Las autoridades gallegas le piden «soluciones» para la crisis al apóstol Santiago en nombre del rey

La presidenta del Parlamento de Galicia «invoca» al santo como «delegada regia» en la ceremonia de la traslación en la Catedral de Santiago, que ha vuelto a mezclar política y religión mientras en el exterior protestaban personas afectadas por la

"Ninguna confesión tendrá carácter estatal. Los poderes públicos tendrán en cuenta las creencias religiosas de la sociedad española y mantendrán las consiguientes relaciones de cooperación con la Iglesia católica y demás confesiones". El artículo 16.3 de la Constitución Española definía de este modo el campo de juego en el que, sobre el papel, se desarrollarían las relaciones entre el Estado y las religiones desde la aprobación de la norma. Treinta y cuatro años y un concordato con el Vaticano después política y religión católica se volvieron a mezclar por enésima vez este domingo en la Catedral de Santiago. Fue en la ceremonia de la "traslación", con la que la tradición cristiana conmemora el relato de la supuesta llegada de los restos del Apóstol Santiago a Compostela. Desde el siglo XVII la Casa Real española realiza una "ofrenda" en este acto, en muchas ocasiones a través de una persona "delegada" que esta vez ha sido la presidenta del Parlamento de Galicia.

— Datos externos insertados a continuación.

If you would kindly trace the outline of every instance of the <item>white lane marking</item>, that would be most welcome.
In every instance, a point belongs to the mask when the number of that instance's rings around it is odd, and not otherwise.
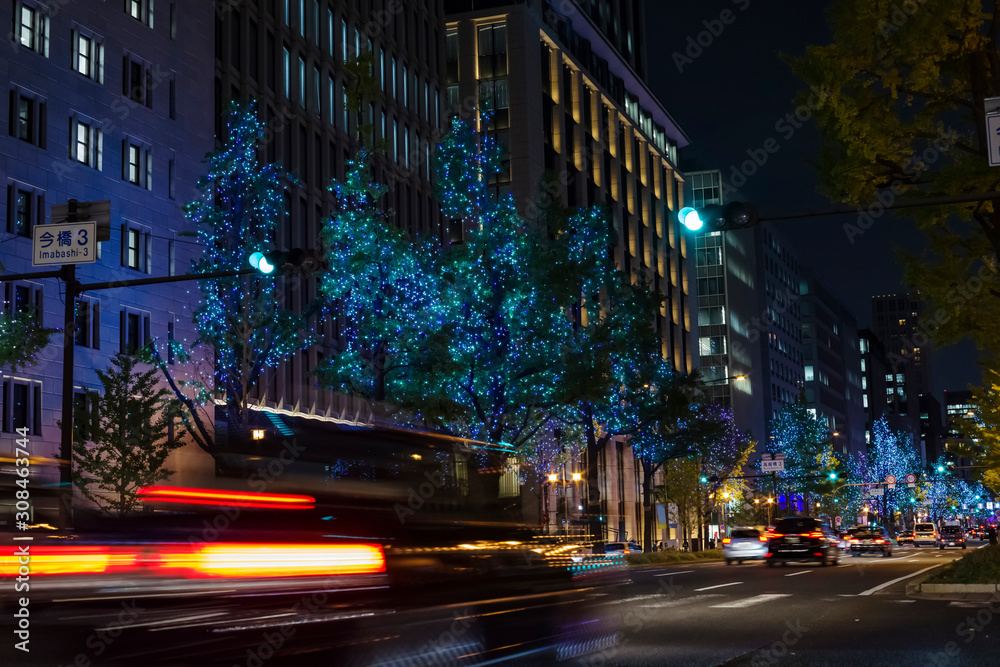
[[[764,595],[755,595],[752,598],[743,598],[742,600],[735,600],[733,602],[723,602],[722,604],[713,604],[712,609],[743,609],[744,607],[752,607],[755,604],[760,604],[762,602],[768,602],[770,600],[777,600],[778,598],[788,598],[791,597],[791,593],[765,593]]]
[[[726,596],[722,595],[721,593],[714,593],[714,594],[709,593],[708,595],[692,595],[691,597],[688,598],[677,598],[676,600],[667,599],[667,600],[661,600],[656,604],[640,604],[637,606],[643,609],[667,609],[669,607],[680,607],[686,604],[690,604],[692,602],[701,602],[703,600],[708,600],[709,598],[722,598],[722,597]]]
[[[713,588],[724,588],[725,586],[737,586],[742,583],[743,583],[742,581],[730,581],[728,584],[716,584],[715,586],[705,586],[704,588],[696,588],[694,589],[694,592],[698,593],[700,591],[710,591]]]
[[[936,567],[937,567],[937,565],[931,565],[930,567],[925,567],[924,569],[917,570],[916,572],[913,572],[911,574],[907,574],[907,575],[904,575],[902,577],[897,577],[897,578],[893,579],[892,581],[887,581],[884,584],[879,584],[875,588],[869,588],[867,591],[863,591],[861,593],[858,593],[858,595],[871,595],[872,593],[877,593],[880,590],[882,590],[883,588],[888,588],[889,586],[892,586],[893,584],[898,584],[901,581],[909,579],[910,577],[915,577],[918,574],[923,574],[924,572],[927,572],[928,570],[933,570]]]

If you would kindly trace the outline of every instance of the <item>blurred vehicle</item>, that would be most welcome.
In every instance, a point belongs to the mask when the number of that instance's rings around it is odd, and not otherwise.
[[[826,566],[840,558],[839,538],[830,527],[811,517],[787,517],[774,526],[767,543],[764,561],[768,567],[776,562],[818,561]]]
[[[939,549],[944,549],[945,547],[961,547],[965,549],[967,546],[961,526],[945,526],[941,529],[941,534],[938,537]]]
[[[892,540],[884,528],[866,526],[851,536],[851,555],[877,553],[888,558],[892,555]]]
[[[843,551],[850,551],[851,550],[851,538],[854,537],[854,535],[859,530],[863,530],[863,529],[864,529],[864,526],[853,526],[851,528],[848,528],[847,531],[841,533],[840,534],[840,542],[839,542],[840,548]]]
[[[913,546],[919,547],[926,544],[936,547],[937,543],[937,526],[930,522],[913,524]]]
[[[268,474],[265,490],[246,476],[228,489],[147,487],[133,518],[78,512],[75,531],[35,534],[37,664],[72,663],[108,627],[113,643],[92,655],[115,667],[244,664],[261,642],[278,667],[310,654],[344,665],[567,660],[617,641],[595,605],[628,582],[623,559],[539,546],[499,492],[502,449],[363,428],[292,444],[298,458],[266,447],[220,456]],[[0,555],[0,576],[17,567]],[[0,604],[16,595],[0,590]]]
[[[729,537],[722,538],[722,557],[726,565],[733,561],[763,560],[767,553],[767,537],[756,528],[733,528]]]

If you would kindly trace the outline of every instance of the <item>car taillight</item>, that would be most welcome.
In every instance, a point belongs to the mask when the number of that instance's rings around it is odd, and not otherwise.
[[[16,554],[0,558],[0,575],[15,576],[21,566],[31,574],[105,574],[124,572],[136,567],[137,555],[132,549],[108,546],[31,546],[25,562]]]
[[[189,577],[302,577],[385,572],[378,544],[208,544],[165,553],[159,567]]]

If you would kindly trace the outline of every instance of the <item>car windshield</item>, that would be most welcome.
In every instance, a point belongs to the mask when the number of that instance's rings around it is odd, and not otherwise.
[[[774,532],[782,535],[794,535],[796,533],[811,533],[820,530],[820,523],[816,519],[782,519],[774,527]]]
[[[741,538],[742,539],[748,539],[748,538],[757,539],[758,537],[760,537],[760,531],[756,530],[756,529],[753,529],[753,528],[746,528],[746,529],[743,529],[743,530],[734,530],[733,533],[730,535],[730,537],[733,538],[734,540],[741,539]]]

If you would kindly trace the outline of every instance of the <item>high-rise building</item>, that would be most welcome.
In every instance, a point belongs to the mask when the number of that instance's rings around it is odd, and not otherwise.
[[[691,206],[725,204],[718,170],[688,172]],[[799,274],[769,225],[695,237],[698,353],[712,401],[767,451],[769,422],[803,389]]]
[[[806,405],[825,422],[840,454],[866,451],[857,319],[812,270],[802,273]]]
[[[298,177],[285,191],[276,249],[319,247],[330,213],[332,179],[343,180],[363,145],[373,176],[388,186],[390,222],[411,237],[447,242],[432,185],[432,152],[446,128],[442,87],[447,42],[441,0],[250,0],[220,3],[215,13],[215,131],[229,100],[254,100],[267,125],[262,161]],[[361,59],[361,60],[359,60]],[[206,62],[213,62],[207,60]],[[354,63],[367,63],[372,99],[352,101]],[[359,106],[360,105],[360,106]],[[283,280],[280,279],[279,280]],[[286,282],[285,303],[301,311],[316,279]],[[318,388],[310,372],[338,351],[338,322],[316,318],[321,340],[262,374],[255,407],[329,418],[372,418],[372,406]]]
[[[944,392],[945,428],[949,440],[963,441],[969,440],[968,433],[963,429],[963,425],[972,422],[982,424],[979,419],[979,406],[972,400],[972,392],[965,389],[960,391]],[[969,479],[969,468],[972,461],[966,457],[959,456],[952,451],[947,443],[945,445],[944,456],[948,462],[955,467],[955,476],[962,479]]]
[[[643,81],[642,3],[446,0],[444,9],[447,109],[479,122],[482,105],[492,107],[482,129],[507,155],[495,192],[513,194],[526,216],[540,199],[603,206],[618,266],[664,296],[654,323],[664,358],[689,371],[688,241],[670,215],[688,139]],[[600,456],[599,511],[623,539],[638,534],[641,496],[620,444]]]
[[[52,222],[52,207],[70,199],[110,201],[110,239],[96,261],[77,265],[82,283],[183,274],[200,254],[183,234],[191,226],[181,205],[196,193],[203,156],[212,150],[213,3],[16,0],[7,11],[3,78],[7,131],[0,133],[4,223],[0,261],[7,273],[32,267],[32,234]],[[9,7],[9,5],[8,5]],[[181,11],[183,9],[183,11]],[[100,390],[96,370],[118,351],[147,340],[196,338],[194,283],[84,292],[75,322],[64,322],[59,279],[3,283],[7,312],[36,307],[58,328],[33,366],[5,370],[0,430],[27,428],[32,453],[60,454],[64,324],[73,330],[75,403]],[[168,357],[168,364],[174,359]],[[6,439],[0,451],[9,451]],[[204,464],[195,446],[168,465]],[[211,470],[211,464],[208,463]],[[33,467],[40,480],[55,467]],[[183,473],[178,478],[183,482]]]

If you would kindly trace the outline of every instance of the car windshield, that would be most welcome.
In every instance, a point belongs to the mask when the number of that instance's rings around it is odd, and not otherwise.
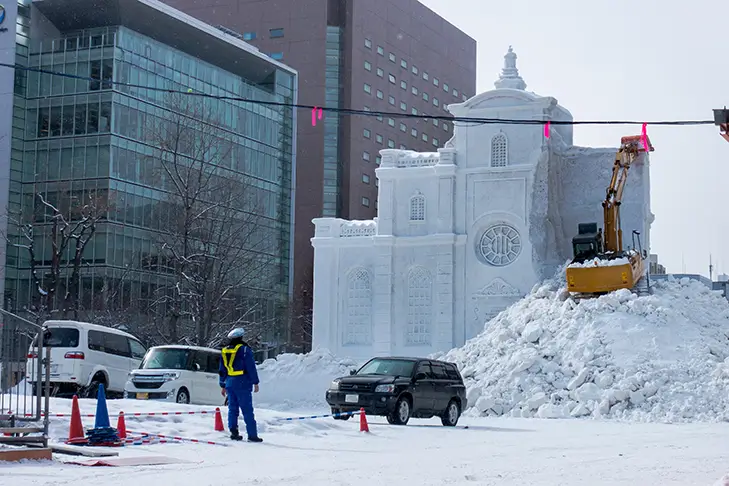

Como ya había hecho su antecesora (socialista) en el cargo, así como los sucesivos presidentes de la Xunta o alcaldes de Santiago, entre otros, Pilar Rojo fue la encargada de pasarles revista a las tropas y de encabezar una comitiva de curas y políticos por la plaza del Obradoiro hasta llegar al interior del templo, donde le correspondió "invocar" el Apóstol. La segunda autoridad de la comunidad autónoma lo hizo para reclamar salidas para la crisis en un foro que, a priori, es menos proclive al diseño de estrategias de política económica que la Cámara que preside. Como delegada regia Rojo pidió que el santo "ayude" a "todos los responsables públicos" para que "adopten las mejores soluciones para superar los problemas del presente", también "para que los más necesitados consigan salir de la situación actual".

Mientras, en el exterior del templo, personas afectadas por las participaciones preferentes de las antiguas cajas protagonizaban una sonora protesta, la jefa del legislativo pedía también intercesión divina para "alcanzar un sistema social anclado en la justicia y en la igualdad" y para "reforzar nuestro firme compromiso con el valor de la solidaridad y nuestra sólida convicción ética con el servicio público". Todo esto, explicó, lo solicita en un contexto en el que "España y Galicia están en deuda con el Apóstol, por establecer en ellas un itinerario espiritual que las enriquece en valores y cultura", en referencia a un Camino de Santiago que, a su juicio, "nos legó una herencia bañada de humanismo cristiano que dignifica nuestra existencia".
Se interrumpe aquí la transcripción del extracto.